OxfordLanguagesをお借りしますと、シミュレーションとは”予測・設計・計画策定などのために、現実のモデルを作り、それを使って観測または実験すること”と示してます。飛沫感染のモデルのようにパソコンを用いて計算して再現するものもあれば、犯行現場の再現のような場で振る舞いを確認することもあります。何かを予測するとは、
その結果を盲信することが大事なのではなく、その可能性を想定して事前に準備しておくことに意味があります。要するにシミュレーションにしろデータサイエンスにしろ答えを教えてくれる便利なツールではないのです。
もちろんこれらはデータを受け取る側が考慮しておくべきものでもありますが、一方で結果を提示する側も考慮すべきことだと思います。シミュレーションとは検討手段としてあるべきで、解決手段にはなりません。では、解決手段とはどこまでデザインされるべきでしょうか??

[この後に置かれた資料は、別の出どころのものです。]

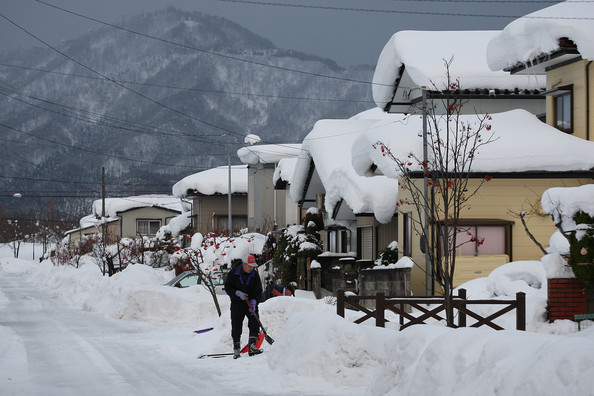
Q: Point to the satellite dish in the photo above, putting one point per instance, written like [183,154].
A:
[252,139]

答えの一つは、「ゲーミング」にあります。シミュレーションの結果を人々が受け取るための手段です。実際の状態を再現し、体験学習を行い、その経験から獲得してもらうと言ったもので、ゲーミングとあるように基本的には講義的なものではなく、まさにゲームのように体験してもらいます。今回の研修も、このコロナ禍で災害が発生したらという仮想保健所を考えるパートがありましたが、参加されていた保健所職員の方々は知恵を結集してまとめようとしていました。この裏には災害と感染者数の増減に関するシミュレーションが存在しており、この二つの結果から教材は組み上げられています。これが市川研究室の携わり方と言っていいでしょう。
市川研究室の取り組み
如何だったでしょうか。少々話が脱線しましたが、シミュレーション屋というものがもしも、あるのだとするのであれば、パソコンの上だけでなくさまざまな場所に出向いて、場を使った実験にまで広げるようになるのかもしれません。市川研究室は、人々の行動の分析・再現がシミュレーション上で実現すると、次にそれらをもとに現実をどう動かすかまでを実装する研究室です。この行政支援リーダー研修は、そうした取り組みの一部に過ぎません。もし他にもご興味がありましたら、ぜひ市川研究室に足を運んでみてください。